Un crash course en política parlamentaria y un gradual giro al pragmatismo

La escena legislativa actual en la Cámara de Diputados comienza a adoptar una distribución bipolar, parecida a la vista en los últimos años.

Santiago Alles 04 mayo de 2024

El gobierno vivió durante los últimos dos meses un pronunciado giro hacia el pragmatismo. De un mega-proyecto inicial de cientos de artículos de extensión, que comprendía un enorme espectro de temas; a un texto con una extensión que era sólo una cuarta parte de aquel, con un set de temas específicos. 
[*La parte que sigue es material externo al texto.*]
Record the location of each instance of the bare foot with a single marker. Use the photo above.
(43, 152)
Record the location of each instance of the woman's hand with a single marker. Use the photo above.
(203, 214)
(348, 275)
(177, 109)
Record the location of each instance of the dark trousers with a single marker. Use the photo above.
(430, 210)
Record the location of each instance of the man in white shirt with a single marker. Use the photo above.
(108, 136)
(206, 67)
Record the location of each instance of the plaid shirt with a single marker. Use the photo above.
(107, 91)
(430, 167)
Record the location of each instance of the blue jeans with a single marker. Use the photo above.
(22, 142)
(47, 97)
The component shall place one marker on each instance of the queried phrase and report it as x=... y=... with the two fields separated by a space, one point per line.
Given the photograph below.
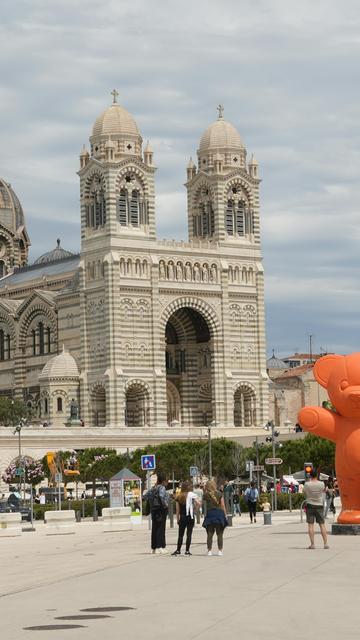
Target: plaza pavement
x=267 y=585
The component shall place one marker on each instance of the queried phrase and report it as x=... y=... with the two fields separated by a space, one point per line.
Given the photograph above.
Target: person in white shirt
x=186 y=503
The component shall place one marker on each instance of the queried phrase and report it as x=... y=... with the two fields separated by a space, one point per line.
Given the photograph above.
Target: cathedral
x=136 y=340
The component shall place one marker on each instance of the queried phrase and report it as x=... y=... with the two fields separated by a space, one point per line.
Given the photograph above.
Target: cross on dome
x=220 y=109
x=115 y=94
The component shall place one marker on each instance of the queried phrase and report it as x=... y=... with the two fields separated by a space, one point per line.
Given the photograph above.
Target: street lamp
x=17 y=431
x=212 y=424
x=274 y=434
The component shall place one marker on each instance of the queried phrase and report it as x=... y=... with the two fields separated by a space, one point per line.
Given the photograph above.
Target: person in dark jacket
x=159 y=503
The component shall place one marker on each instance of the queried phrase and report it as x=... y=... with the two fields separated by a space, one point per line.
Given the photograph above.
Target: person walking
x=159 y=503
x=186 y=503
x=236 y=503
x=314 y=494
x=215 y=519
x=251 y=497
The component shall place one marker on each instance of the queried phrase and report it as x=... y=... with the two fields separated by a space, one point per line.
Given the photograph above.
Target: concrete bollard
x=60 y=522
x=267 y=517
x=116 y=519
x=10 y=525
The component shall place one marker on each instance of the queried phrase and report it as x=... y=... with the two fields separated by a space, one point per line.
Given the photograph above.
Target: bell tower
x=223 y=191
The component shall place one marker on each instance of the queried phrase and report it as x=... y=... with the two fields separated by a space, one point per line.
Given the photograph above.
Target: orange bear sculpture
x=340 y=375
De un proyecto escrito por el Ejecutivo en soledad, que luego intentó imponer sin cambios y sin votos, sólo traccionado por amenazas; a un proyecto activamente reescrito por los legisladores cuyos votos eran necesarios para aprobarlo. Para sorpresa de nadie, el trabajo profesional tuvo resultados muy diferentes a la improvisación amateur. 

Como escribe Carlos Fara, volvió Bilardo. Ganar no es lo más importante, es lo único.

Ahora bien, ¿cómo han quedado distribuidas las posiciones en la Cámara de Diputadxs tras seis meses de la extrema derecha en el gobierno?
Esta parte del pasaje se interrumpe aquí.